Bryson's first book of the new millennium was the Australian travelog "Down Under," or "In a Sunburned Country" as it was called in the US and Canada. He subsequently wrote "Bill Bryson's African Diary," about his experiences traveling in Kenya in 2002. After that, Bryson published the popular science book "A Short History of Nearly Everything," which was a particularly big hit in the UK. He went on to write the memoir "The Life and Times of the Thunderbolt Kid," about his upbringing in Des Moines; it was published in 2006. Early the next year, Bryson published the biography "Shakespeare: The World as Stage." Turning to the history genre, he then wrote "At Home: A Short History of Private Life" (2010) and "One Summer: America, 1927" (2013). Bryson's next book, a travel book, was 2015's "The Road to Little Dribbling: More Notes from a Small Island." He went on to write his second book of popular science, "The Body: A Guide for Occupants," which was published in 2019. Bryson announced his retirement from writing books the following year, although he would later record the 2022 audiobook "The Secret History of Christmas."
Honors and Awards
Bryson has received numerous honors and awards for advancing knowledge of science and language through his writing. In 2004, he won the Royal Society Prize for Science Books for "A Short History of Nearly Everything." The next year, Bryson received the Royal Society of Chemistry's President's Award. In 2006, he was made an honorary Officer of the Order of the British Empire, and in 2007 he won the Bradford Washburn Award from Boston's Museum of Science and the James Joyce Award from University College Dublin's Literary and Historical Society.

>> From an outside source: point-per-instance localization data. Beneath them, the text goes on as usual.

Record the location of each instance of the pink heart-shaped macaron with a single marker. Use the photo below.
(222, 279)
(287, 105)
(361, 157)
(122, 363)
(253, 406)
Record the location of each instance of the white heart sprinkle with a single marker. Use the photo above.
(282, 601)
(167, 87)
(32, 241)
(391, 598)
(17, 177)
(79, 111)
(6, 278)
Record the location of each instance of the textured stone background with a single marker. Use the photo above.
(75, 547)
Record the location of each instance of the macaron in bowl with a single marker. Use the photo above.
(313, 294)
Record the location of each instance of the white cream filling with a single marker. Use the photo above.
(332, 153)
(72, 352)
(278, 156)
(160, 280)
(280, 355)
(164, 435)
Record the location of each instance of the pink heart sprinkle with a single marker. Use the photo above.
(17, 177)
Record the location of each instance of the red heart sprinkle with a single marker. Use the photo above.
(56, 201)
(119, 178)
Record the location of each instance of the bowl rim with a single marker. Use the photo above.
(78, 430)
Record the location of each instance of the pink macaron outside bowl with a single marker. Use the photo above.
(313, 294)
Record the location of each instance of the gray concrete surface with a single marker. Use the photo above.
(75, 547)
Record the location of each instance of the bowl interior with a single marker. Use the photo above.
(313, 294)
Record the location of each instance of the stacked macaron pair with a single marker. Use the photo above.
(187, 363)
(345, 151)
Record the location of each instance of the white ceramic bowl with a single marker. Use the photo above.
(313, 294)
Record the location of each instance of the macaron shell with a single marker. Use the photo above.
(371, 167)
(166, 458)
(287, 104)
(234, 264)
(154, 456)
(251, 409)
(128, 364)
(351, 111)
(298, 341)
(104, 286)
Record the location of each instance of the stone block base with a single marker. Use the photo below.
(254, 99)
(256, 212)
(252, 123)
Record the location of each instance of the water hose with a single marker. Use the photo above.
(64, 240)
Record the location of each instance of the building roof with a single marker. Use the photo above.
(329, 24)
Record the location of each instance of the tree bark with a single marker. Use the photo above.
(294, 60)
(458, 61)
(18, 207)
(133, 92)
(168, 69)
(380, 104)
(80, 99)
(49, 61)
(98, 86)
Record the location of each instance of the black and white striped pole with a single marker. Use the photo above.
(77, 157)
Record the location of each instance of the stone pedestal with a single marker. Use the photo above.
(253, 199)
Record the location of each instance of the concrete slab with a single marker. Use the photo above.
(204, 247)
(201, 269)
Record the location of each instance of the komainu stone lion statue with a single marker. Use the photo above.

In 2012, Bryson earned the Kenneth B. Myer Award from the Florey Institute of Neuroscience in Melbourne, Australia. The year after that, he was named an honorary fellow of the Royal Society. Among his other honors, Bryson has earned several honorary doctorates, including from Durham University, Bournemouth University, the University of Leicester, King's College London, and the University of Iowa. As the chancellor of Durham University from 2005 to 2011, he saw one of the school's main libraries renamed in his honor.
Personal Life
While working at the Holloway Sanatorium in Surrey in the 1970s, Bryson met nurse Cynthia Billen. The couple married in 1975 and resided in various places in England over the decades. From 1995 to 2003, they lived in the US in Hanover, New Hampshire. Bryson later returned to England and became a British citizen. With his wife, he has four children.